Mr Morrison has also suggested there could be a case for cutting the number of overseas students coming to certain universities as he confronts surging population growth in Sydney and Melbourne.
Carla Wilshire, from the Migration Council of Australia, says there are enormous benefits in regional resettlement for individuals and communities.
"However, it's critical we have the necessary social infrastructure invested into these regional locations," Ms Wilshire told AAP on Sunday.
"We also need to remember a lot of temporary workers that are settling in metropolitan areas are doing so because they have specific skills or qualifications that are vital to building the economy of the future."
Ms Wilshire urged the prime minister to maintain a long-term view and consider the population size Australia needs to compete on a global scale.
The government has for months been floating the idea of encouraging migrants to settle in regional areas, but is yet to explain how, given all permanent migrants are free to move where they wish.
One idea is a points-based system to fast-track temporary workers who go to smaller cities or regions.
Mary Patetsos, from the Federation of Ethnic Communities' Councils of Australia, says overseas workers already fill key positions in rural and regional areas, as well as in major cities where locals cannot be recruited.
"They are critical to Australia's economy and society: caring for our elderly and disabled, supporting our nation's agricultural sector and growing Australia's IT and high-tech companies," Ms Patetsos told AAP.

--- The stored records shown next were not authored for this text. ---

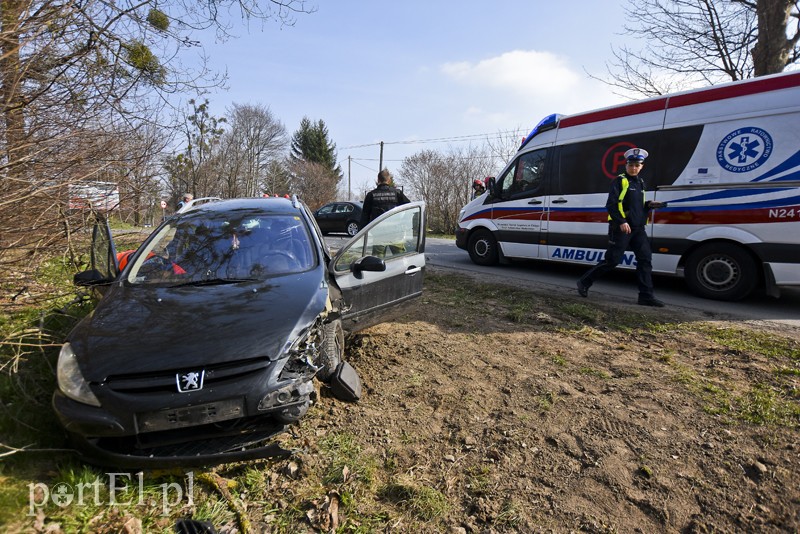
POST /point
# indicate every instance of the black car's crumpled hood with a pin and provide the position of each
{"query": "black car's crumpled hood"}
(140, 329)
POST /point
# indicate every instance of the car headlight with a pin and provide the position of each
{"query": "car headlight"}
(70, 379)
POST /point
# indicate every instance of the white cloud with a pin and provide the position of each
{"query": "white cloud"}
(520, 71)
(521, 87)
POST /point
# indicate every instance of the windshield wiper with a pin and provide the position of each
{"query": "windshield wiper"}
(215, 282)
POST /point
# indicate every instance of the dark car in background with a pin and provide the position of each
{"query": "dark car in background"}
(339, 217)
(205, 345)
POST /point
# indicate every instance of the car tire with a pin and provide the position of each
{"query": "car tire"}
(482, 247)
(352, 228)
(721, 271)
(332, 349)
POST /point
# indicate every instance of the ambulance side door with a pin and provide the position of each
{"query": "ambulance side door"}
(519, 208)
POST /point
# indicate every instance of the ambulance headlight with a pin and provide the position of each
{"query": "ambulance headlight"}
(70, 379)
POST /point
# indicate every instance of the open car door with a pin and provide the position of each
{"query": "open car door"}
(381, 269)
(103, 269)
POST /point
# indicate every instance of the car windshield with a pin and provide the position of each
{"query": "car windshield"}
(213, 247)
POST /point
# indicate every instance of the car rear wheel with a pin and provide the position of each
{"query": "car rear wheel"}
(721, 271)
(332, 349)
(482, 248)
(352, 228)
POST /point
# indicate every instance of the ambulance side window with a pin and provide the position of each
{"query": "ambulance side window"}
(525, 178)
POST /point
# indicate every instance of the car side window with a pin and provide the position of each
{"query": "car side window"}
(395, 236)
(526, 177)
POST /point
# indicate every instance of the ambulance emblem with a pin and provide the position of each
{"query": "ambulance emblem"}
(744, 149)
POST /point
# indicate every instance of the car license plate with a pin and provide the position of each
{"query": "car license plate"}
(201, 414)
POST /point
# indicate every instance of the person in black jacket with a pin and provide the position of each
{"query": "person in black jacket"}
(628, 212)
(377, 202)
(381, 199)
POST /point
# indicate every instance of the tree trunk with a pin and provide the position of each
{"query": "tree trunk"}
(11, 109)
(771, 52)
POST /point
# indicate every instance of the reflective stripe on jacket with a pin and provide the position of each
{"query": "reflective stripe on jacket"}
(626, 201)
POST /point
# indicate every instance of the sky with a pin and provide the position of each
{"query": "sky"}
(414, 71)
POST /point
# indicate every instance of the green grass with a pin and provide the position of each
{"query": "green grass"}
(422, 501)
(346, 460)
(751, 341)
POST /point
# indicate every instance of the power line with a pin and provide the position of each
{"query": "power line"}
(434, 140)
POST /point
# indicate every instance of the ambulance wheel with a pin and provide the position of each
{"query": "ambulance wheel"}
(331, 350)
(482, 247)
(721, 271)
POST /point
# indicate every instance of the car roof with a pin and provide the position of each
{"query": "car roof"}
(275, 205)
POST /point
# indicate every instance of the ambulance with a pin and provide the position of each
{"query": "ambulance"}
(725, 159)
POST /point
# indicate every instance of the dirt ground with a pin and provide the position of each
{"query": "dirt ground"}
(537, 412)
(491, 408)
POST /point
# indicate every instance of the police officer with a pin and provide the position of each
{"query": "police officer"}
(381, 199)
(627, 217)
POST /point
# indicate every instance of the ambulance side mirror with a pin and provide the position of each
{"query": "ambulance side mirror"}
(491, 185)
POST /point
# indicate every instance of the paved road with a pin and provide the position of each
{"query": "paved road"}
(619, 285)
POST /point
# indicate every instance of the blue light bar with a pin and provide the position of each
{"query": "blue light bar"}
(547, 123)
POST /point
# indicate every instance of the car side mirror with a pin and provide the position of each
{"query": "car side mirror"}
(91, 277)
(368, 263)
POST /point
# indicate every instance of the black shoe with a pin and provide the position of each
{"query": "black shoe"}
(650, 301)
(582, 289)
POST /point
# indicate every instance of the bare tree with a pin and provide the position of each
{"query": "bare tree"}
(254, 140)
(702, 42)
(75, 79)
(312, 182)
(443, 181)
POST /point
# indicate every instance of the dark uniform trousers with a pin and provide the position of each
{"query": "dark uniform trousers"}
(618, 243)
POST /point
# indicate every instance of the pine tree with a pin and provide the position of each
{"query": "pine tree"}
(311, 144)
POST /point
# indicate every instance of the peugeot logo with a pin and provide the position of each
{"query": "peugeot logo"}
(191, 381)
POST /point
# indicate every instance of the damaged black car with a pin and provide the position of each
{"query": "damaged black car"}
(206, 344)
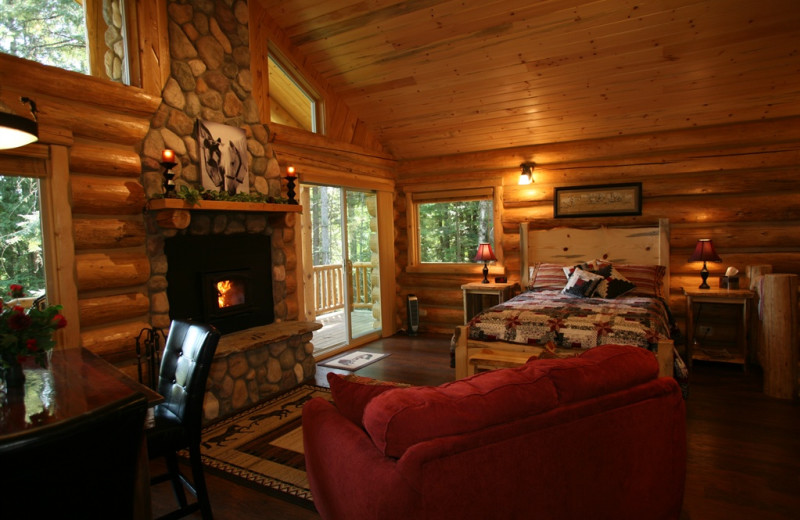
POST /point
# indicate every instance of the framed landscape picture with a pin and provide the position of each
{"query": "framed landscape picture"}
(598, 200)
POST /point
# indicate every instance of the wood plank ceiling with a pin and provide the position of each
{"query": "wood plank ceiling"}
(440, 77)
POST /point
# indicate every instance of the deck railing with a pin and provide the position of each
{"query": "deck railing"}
(328, 293)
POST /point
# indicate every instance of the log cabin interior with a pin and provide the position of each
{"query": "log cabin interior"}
(696, 100)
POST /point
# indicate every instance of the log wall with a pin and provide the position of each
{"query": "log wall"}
(738, 184)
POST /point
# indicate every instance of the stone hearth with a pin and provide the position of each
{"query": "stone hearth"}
(253, 364)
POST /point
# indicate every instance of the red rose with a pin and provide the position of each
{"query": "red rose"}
(19, 320)
(59, 321)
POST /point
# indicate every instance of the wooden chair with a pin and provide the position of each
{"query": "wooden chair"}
(187, 357)
(85, 467)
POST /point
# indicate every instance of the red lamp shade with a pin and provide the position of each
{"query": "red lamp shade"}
(704, 252)
(485, 254)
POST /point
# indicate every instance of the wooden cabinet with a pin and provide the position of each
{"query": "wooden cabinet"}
(695, 299)
(479, 296)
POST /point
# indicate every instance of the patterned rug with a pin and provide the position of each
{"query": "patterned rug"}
(264, 444)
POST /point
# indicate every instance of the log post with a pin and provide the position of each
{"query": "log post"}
(779, 330)
(754, 275)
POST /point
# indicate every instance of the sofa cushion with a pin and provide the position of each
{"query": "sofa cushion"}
(399, 419)
(597, 371)
(351, 393)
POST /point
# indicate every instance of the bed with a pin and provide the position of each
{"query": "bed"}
(543, 321)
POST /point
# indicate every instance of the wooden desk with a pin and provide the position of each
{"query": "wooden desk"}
(76, 382)
(741, 297)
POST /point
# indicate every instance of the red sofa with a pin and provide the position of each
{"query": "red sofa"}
(598, 436)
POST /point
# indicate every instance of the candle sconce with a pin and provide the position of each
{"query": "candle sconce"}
(168, 163)
(291, 177)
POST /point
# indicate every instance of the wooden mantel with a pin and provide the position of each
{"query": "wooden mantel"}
(175, 213)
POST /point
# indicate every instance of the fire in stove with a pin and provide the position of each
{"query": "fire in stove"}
(230, 293)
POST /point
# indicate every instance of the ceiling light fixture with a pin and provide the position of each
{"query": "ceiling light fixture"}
(16, 131)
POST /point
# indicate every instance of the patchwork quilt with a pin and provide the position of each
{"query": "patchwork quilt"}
(539, 318)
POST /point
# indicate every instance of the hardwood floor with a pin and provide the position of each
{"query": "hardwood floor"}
(744, 448)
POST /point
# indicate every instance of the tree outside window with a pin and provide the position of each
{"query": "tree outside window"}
(21, 253)
(450, 231)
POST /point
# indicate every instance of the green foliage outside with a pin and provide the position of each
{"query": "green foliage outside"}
(52, 32)
(21, 255)
(449, 232)
(326, 216)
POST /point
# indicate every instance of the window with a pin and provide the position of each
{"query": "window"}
(87, 36)
(290, 102)
(21, 253)
(445, 228)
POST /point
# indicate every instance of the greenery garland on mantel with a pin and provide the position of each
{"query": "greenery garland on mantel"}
(193, 196)
(174, 211)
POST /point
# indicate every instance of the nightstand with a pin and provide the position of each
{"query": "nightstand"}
(694, 300)
(479, 296)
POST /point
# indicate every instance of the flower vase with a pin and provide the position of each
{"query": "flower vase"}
(13, 375)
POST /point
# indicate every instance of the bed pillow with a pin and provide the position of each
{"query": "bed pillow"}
(648, 279)
(351, 393)
(582, 283)
(546, 276)
(613, 286)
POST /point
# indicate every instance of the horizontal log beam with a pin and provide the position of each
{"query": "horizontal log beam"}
(111, 270)
(108, 309)
(108, 233)
(106, 196)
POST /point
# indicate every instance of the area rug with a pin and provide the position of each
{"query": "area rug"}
(354, 360)
(263, 446)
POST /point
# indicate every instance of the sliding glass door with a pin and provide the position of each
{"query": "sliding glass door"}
(340, 243)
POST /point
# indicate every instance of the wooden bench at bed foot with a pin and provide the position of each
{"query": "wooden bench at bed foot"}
(487, 359)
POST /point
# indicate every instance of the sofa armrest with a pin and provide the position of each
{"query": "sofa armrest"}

"Any policies that encourage migration to the regions need to be transparent and fair and protect migrants from exploitation."
Labor frontbencher Andrew Leigh is not sure how the prime minister's "thought bubble" would work.
"Yes, we need to get our migration mix right, but it's currently true that you get additional points for having studied in a regional area," Dr Leigh said.
"The Department of Home Affairs says you can't compel people to live in particular cities. So, let's wait and see where he's actually going with this."